2. A method for reducing renal tissue toxicity in a subject caused by a kidney damaging agent, the method comprising administering to the subject an inhibitor of glucose reabsorption, thereby reducing renal toxicity caused by a kidney damaging agent in the subject, with the proviso that when the kidney damaging agent is glufosfamide, said inhibitor is not an SGLT2 inhibitor.

3. A composition comprising:

(i) a kidney-damaging agent; and

(ii) an agent that causes a decrease in lipid accumulation in renal tissue.

4. A composition comprising:

(i) a kidney-damaging agent; and

(ii) an inhibitor of glucose reabsorption of proximal tubule epithelial cells from the toxic effect of said kidney damaging agent.

5. A pharmaceutical composition comprising a pharmaceutically acceptable carrier and, as active agents the composition of claim 3.

6. A pharmaceutical composition comprising a pharmaceutically acceptable carrier and, as active agents the composition of claim 4.

7. The pharmaceutical composition of claim 5, for use in treating a disease for which the kidney damaging therapeutic agent is therapeutic.

8. The method of claim 1, wherein the subject has cancer and the kidney damaging agent is a therapeutic agent used to treat the cancer.

9. The method of claim 1, wherein the subject has undergone an organ or tissue transplant and the kidney damaging agent is an immunosuppressive agent.

10. The method of claim 1, wherein the subject has an infection and the kidney damaging agent is used to treat the infection.

11. The method of claim 1, wherein said kidney damaging agent is a therapeutic agent.

12. The method of claim 1, wherein said kidney damaging agent is a diagnostic agent.

13. The method of claim 1, wherein the subject does not have a metabolic disease.

14. The method of claim 1, wherein the subject does not have diabetes.

15. The method of claim 1, wherein the agent that causes a decrease in lipid accumulation in renal tissue is selected from the group consisting of an inhibitor of glucose reabsorption, a blocker of lipid synthesis and an up-regulator of lipid oxidation.

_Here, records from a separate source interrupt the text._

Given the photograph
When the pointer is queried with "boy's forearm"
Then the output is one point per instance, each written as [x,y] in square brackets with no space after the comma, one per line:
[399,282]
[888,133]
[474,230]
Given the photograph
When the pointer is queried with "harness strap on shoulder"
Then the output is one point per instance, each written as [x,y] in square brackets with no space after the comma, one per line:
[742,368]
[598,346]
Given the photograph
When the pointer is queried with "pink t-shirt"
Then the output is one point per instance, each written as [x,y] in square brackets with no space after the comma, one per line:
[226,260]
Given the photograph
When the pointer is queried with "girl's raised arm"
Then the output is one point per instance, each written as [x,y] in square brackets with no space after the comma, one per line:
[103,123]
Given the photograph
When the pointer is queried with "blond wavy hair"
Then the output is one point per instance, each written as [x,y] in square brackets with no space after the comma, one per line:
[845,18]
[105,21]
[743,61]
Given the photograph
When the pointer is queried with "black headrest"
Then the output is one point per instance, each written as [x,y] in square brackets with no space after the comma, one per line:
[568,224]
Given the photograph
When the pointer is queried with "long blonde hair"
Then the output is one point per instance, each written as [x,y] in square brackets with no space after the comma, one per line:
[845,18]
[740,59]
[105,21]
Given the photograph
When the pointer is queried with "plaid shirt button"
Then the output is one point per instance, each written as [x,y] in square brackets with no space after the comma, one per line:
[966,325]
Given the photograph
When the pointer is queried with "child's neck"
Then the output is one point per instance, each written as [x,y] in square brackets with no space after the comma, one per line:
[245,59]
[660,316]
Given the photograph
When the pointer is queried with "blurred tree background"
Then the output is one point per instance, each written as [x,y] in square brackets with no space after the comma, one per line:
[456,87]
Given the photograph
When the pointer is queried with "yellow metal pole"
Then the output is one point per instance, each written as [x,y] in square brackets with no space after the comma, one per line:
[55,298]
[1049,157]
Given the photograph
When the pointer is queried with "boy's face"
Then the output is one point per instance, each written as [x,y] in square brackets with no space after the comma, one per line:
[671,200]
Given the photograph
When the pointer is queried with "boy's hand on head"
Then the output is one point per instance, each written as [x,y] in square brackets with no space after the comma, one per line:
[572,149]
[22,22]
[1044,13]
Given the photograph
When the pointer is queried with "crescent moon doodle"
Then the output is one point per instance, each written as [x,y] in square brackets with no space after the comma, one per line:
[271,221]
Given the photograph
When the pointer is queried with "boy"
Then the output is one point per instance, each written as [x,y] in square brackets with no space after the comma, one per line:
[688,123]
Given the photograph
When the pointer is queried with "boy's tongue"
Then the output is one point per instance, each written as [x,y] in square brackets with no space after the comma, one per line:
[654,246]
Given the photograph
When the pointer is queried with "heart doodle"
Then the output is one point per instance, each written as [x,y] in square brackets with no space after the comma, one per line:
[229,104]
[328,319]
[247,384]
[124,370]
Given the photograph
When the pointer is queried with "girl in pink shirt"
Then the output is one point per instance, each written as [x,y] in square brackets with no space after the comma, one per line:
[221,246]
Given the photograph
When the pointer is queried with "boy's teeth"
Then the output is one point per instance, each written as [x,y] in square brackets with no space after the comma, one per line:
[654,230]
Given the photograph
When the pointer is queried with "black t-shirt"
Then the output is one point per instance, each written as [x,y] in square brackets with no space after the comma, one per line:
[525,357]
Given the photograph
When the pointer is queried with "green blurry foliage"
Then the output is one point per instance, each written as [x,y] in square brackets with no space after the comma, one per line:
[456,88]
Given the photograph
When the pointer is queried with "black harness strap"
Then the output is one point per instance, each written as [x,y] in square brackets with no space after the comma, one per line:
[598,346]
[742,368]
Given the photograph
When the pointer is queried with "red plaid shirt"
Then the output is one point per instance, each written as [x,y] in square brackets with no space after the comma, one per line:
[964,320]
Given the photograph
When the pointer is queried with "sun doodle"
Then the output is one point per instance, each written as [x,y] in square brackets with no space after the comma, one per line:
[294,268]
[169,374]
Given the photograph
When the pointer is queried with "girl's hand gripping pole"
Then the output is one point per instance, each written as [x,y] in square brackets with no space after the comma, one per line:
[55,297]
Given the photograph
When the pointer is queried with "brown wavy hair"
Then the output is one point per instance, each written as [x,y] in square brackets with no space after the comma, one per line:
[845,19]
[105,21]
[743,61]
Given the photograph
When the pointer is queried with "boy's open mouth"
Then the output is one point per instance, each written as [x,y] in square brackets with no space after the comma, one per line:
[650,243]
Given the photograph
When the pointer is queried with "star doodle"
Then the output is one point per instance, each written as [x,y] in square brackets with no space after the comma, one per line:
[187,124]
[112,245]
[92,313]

16. The method of claim 2, wherein said inhibitor of glucose reabsorption is selected from the group consisting of an inhibitor of Sodium-Glucose cotransporter 1 (SGLT1), an inhibitor of a sodium-glucose cotransporters 2 (SGLT2) and an inhibitor of GLUT2.

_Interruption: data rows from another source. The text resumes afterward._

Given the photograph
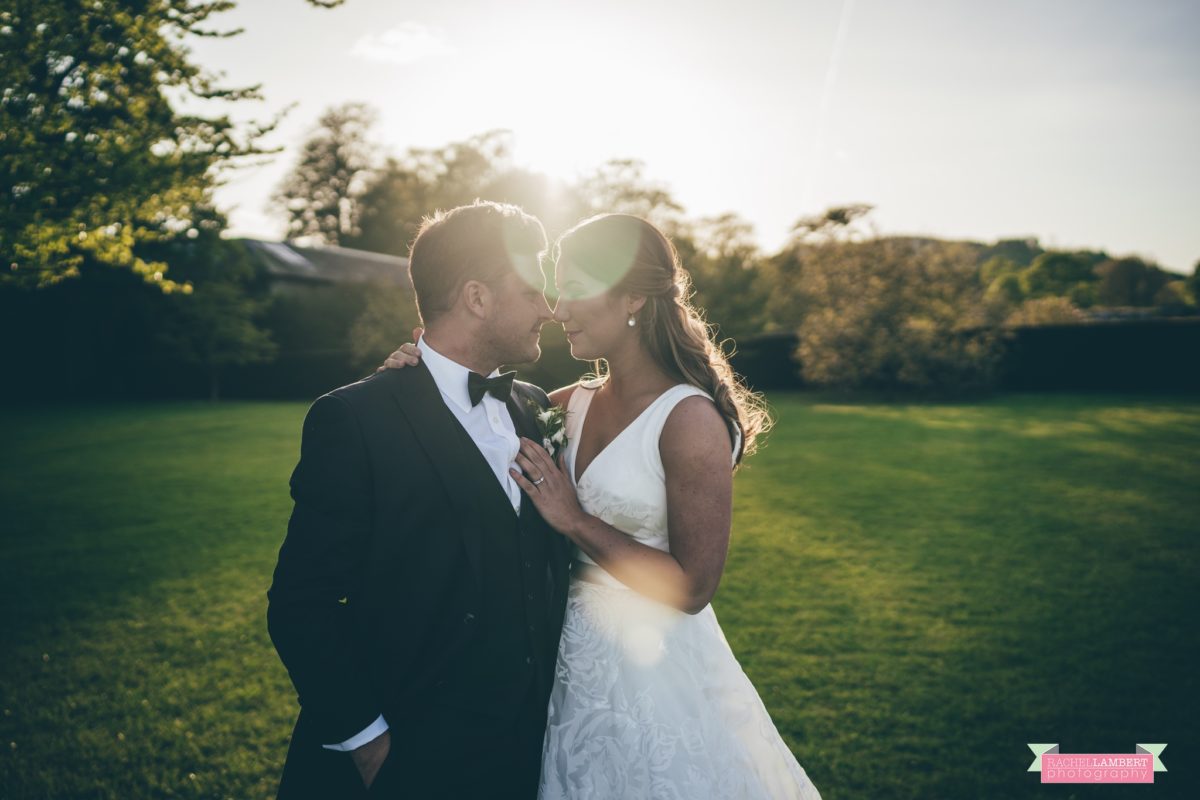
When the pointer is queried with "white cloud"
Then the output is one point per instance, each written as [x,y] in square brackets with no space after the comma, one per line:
[405,43]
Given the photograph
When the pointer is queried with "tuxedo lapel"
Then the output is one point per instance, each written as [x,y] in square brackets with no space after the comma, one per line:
[448,447]
[522,417]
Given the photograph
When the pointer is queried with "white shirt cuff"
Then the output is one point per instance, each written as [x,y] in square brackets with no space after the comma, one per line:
[370,733]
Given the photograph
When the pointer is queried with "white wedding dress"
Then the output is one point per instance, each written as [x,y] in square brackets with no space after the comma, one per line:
[649,702]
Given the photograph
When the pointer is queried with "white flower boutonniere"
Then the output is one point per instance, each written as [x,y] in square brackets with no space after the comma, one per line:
[552,426]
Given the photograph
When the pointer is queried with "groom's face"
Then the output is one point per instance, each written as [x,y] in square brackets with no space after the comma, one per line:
[520,312]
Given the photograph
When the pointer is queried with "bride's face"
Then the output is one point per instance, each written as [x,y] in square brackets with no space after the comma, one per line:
[593,317]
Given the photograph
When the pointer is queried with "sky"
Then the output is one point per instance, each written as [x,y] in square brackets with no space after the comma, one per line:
[1073,121]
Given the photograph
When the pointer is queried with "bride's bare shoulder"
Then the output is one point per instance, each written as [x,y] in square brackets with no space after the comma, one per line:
[563,396]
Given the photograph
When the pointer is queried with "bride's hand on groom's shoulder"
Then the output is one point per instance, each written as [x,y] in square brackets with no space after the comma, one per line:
[407,355]
[546,482]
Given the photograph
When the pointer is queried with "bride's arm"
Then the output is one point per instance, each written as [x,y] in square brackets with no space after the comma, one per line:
[695,449]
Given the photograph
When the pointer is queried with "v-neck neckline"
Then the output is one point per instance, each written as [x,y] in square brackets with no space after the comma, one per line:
[583,421]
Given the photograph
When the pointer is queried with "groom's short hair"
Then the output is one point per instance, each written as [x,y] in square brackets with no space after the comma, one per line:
[472,242]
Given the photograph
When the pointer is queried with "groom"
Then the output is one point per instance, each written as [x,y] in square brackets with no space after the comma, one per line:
[419,596]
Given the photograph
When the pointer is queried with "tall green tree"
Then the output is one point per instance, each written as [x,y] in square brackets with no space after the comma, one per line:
[94,155]
[1129,282]
[897,314]
[322,193]
[412,186]
[726,271]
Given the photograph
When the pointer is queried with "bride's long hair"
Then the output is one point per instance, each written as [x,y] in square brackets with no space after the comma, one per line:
[637,258]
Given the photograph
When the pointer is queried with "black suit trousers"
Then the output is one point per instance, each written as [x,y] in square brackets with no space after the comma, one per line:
[439,753]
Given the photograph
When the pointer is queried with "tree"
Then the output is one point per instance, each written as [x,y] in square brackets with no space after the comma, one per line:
[1045,311]
[95,155]
[321,194]
[621,186]
[215,324]
[1129,282]
[897,314]
[408,188]
[385,323]
[726,272]
[1056,275]
[837,222]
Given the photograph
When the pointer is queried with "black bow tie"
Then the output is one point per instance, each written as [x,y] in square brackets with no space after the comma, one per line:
[501,386]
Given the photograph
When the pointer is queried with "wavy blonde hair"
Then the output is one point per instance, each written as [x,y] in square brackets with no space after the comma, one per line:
[634,257]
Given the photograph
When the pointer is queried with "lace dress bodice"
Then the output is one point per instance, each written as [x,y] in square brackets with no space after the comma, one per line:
[625,485]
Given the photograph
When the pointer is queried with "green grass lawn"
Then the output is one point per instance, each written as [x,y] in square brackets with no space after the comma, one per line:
[916,590]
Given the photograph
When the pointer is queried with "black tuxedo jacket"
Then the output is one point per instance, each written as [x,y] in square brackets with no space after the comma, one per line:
[381,587]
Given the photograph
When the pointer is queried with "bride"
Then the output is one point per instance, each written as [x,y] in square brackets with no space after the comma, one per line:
[648,699]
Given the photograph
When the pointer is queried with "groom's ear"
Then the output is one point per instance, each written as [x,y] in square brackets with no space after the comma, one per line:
[478,298]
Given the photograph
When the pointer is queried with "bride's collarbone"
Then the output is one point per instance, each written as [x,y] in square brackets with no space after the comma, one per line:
[607,419]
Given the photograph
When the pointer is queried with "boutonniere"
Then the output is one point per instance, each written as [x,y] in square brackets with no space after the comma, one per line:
[552,426]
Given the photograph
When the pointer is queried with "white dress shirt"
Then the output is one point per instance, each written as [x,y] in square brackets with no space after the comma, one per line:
[491,428]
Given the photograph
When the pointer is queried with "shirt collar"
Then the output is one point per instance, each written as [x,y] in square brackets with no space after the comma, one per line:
[449,376]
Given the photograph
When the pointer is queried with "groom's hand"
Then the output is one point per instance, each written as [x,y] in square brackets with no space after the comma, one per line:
[370,757]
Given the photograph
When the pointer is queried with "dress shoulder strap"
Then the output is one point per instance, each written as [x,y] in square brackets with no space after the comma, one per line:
[657,419]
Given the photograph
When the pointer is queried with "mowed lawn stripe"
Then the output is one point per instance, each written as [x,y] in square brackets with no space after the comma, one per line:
[916,590]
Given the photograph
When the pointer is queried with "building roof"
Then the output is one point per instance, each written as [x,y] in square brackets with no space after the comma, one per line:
[328,264]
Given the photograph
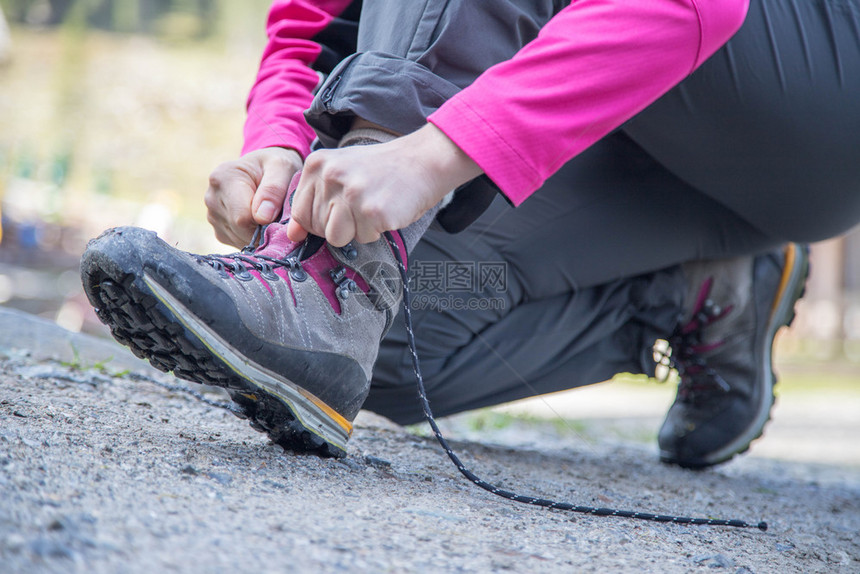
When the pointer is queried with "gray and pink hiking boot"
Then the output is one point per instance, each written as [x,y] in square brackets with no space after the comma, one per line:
[722,352]
[290,330]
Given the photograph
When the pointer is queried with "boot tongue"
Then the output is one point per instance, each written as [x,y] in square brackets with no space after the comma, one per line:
[276,243]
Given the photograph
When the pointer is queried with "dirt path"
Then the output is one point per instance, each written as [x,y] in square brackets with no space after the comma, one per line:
[110,474]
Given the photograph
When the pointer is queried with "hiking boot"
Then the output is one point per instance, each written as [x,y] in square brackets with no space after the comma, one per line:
[290,330]
[722,352]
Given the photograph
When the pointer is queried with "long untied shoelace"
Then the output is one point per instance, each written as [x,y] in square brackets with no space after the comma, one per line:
[534,501]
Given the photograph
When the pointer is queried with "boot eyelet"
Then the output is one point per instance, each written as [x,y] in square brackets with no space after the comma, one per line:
[298,274]
[349,251]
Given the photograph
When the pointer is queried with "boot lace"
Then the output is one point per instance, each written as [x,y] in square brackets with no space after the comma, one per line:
[686,351]
[239,265]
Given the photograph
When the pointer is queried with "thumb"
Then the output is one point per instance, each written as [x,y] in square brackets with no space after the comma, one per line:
[271,191]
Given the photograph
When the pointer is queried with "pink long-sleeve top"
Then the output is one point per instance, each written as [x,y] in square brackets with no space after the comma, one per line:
[592,67]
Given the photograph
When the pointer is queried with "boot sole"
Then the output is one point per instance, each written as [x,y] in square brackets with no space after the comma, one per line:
[791,289]
[145,317]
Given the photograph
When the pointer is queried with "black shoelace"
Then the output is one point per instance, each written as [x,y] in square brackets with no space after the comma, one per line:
[534,501]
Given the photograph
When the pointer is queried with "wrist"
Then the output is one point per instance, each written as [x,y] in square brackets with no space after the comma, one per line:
[447,164]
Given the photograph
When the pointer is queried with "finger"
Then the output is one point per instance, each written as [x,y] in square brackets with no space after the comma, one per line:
[301,209]
[228,201]
[340,226]
[270,193]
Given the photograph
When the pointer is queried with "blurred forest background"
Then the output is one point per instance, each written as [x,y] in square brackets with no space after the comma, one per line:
[114,112]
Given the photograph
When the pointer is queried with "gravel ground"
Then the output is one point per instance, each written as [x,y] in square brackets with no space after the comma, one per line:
[126,473]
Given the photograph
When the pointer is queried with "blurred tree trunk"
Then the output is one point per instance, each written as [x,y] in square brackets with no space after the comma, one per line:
[5,39]
[126,15]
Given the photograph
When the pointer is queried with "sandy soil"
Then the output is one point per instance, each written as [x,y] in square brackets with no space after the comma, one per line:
[129,473]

17. The method of claim 2, wherein said inhibitor of glucose reabsorption is selected from the group consisting of Phloretin, Phlorizin and empagliflozin.

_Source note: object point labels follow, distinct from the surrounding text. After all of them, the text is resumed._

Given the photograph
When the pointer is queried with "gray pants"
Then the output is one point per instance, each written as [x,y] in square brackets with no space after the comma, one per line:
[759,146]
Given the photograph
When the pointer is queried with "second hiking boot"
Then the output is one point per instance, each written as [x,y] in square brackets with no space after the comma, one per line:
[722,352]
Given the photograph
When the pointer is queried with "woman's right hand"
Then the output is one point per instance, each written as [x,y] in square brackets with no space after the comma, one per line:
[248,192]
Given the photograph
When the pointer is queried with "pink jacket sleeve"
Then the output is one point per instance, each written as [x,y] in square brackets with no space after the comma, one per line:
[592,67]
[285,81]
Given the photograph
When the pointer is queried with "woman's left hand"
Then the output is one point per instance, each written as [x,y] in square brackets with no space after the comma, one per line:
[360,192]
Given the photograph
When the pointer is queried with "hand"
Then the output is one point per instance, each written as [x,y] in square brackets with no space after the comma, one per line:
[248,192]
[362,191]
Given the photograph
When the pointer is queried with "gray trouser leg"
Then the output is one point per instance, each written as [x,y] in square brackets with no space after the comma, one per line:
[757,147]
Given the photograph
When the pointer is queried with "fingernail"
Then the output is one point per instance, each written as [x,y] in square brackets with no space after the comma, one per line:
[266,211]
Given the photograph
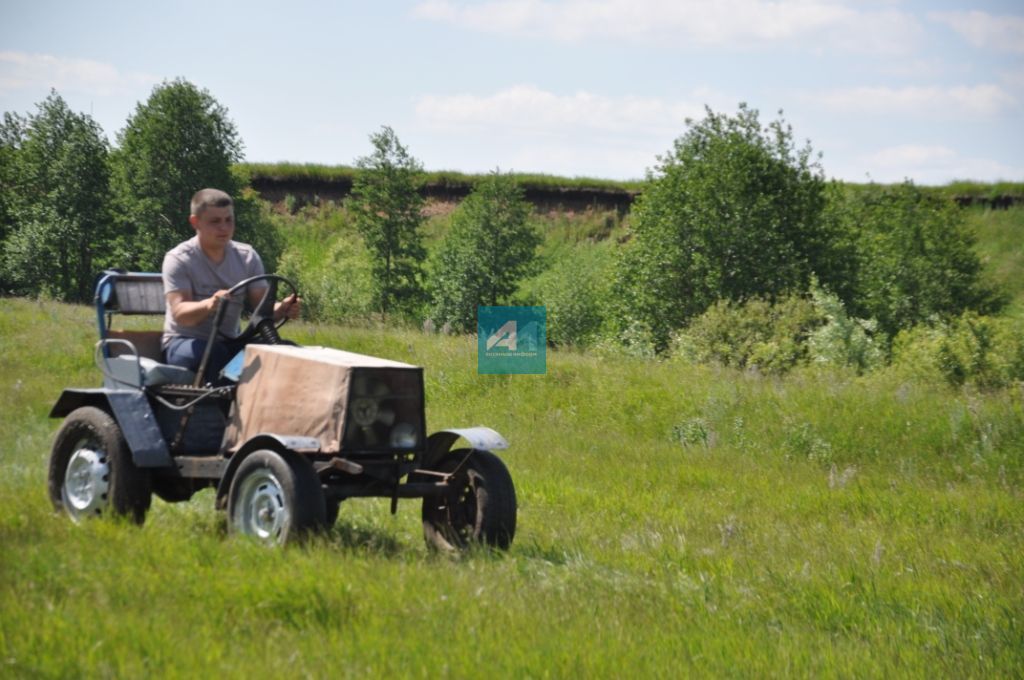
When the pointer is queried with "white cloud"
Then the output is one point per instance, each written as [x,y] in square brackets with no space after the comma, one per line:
[526,108]
[529,129]
[737,24]
[970,101]
[933,165]
[986,31]
[26,71]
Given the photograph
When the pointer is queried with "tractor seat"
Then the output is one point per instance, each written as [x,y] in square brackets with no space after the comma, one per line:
[134,371]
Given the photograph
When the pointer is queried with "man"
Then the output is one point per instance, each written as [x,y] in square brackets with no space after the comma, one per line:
[198,273]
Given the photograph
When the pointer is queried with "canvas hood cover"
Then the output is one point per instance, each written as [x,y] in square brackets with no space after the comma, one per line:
[299,391]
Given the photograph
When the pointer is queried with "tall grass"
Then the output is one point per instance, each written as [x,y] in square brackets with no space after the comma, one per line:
[674,520]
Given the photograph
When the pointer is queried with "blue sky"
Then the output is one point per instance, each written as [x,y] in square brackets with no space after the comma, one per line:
[885,89]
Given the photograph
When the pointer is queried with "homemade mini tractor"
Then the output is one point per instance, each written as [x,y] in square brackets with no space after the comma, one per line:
[284,436]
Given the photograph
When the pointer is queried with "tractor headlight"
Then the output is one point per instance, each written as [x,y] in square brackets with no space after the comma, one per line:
[365,410]
[403,436]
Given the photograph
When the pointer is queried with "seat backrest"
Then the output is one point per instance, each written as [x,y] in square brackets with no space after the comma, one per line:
[139,294]
[146,342]
[132,371]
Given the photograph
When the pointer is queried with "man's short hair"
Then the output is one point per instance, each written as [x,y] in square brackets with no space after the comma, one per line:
[210,198]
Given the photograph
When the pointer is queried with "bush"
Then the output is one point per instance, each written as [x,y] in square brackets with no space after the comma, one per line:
[755,334]
[326,258]
[732,212]
[386,205]
[574,292]
[844,340]
[982,351]
[55,196]
[489,248]
[177,142]
[915,257]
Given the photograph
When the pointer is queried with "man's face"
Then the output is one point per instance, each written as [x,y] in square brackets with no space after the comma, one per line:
[214,227]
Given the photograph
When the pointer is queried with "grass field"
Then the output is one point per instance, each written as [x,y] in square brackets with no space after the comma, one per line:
[674,520]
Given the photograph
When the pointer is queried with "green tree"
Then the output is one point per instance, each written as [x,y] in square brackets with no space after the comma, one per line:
[386,205]
[732,212]
[11,137]
[489,248]
[915,257]
[177,142]
[56,198]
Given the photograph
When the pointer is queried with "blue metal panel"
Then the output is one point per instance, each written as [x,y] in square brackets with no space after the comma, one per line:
[131,410]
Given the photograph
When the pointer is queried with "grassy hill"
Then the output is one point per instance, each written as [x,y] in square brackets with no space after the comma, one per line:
[674,520]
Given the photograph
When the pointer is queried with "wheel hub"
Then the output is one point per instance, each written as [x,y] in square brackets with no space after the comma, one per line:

18. The method of claim 1, wherein the kidney damaging agent is selected from the group consisting of an NSAID, an ACE Inhibitor, an angiotensin II Receptor Blocker, an aminoglycoside antibiotic, a radiocontrast dye, cyclosporine A (CsA) and a chemotherapeutic agent.

19. The method of claim 1, wherein the kidney damaging agent is selected from the group consisting of cisplatin, gentamicin and Cyclosporine A.

20. The method of claim 1, wherein the kidney damaging agent is a contrast agent.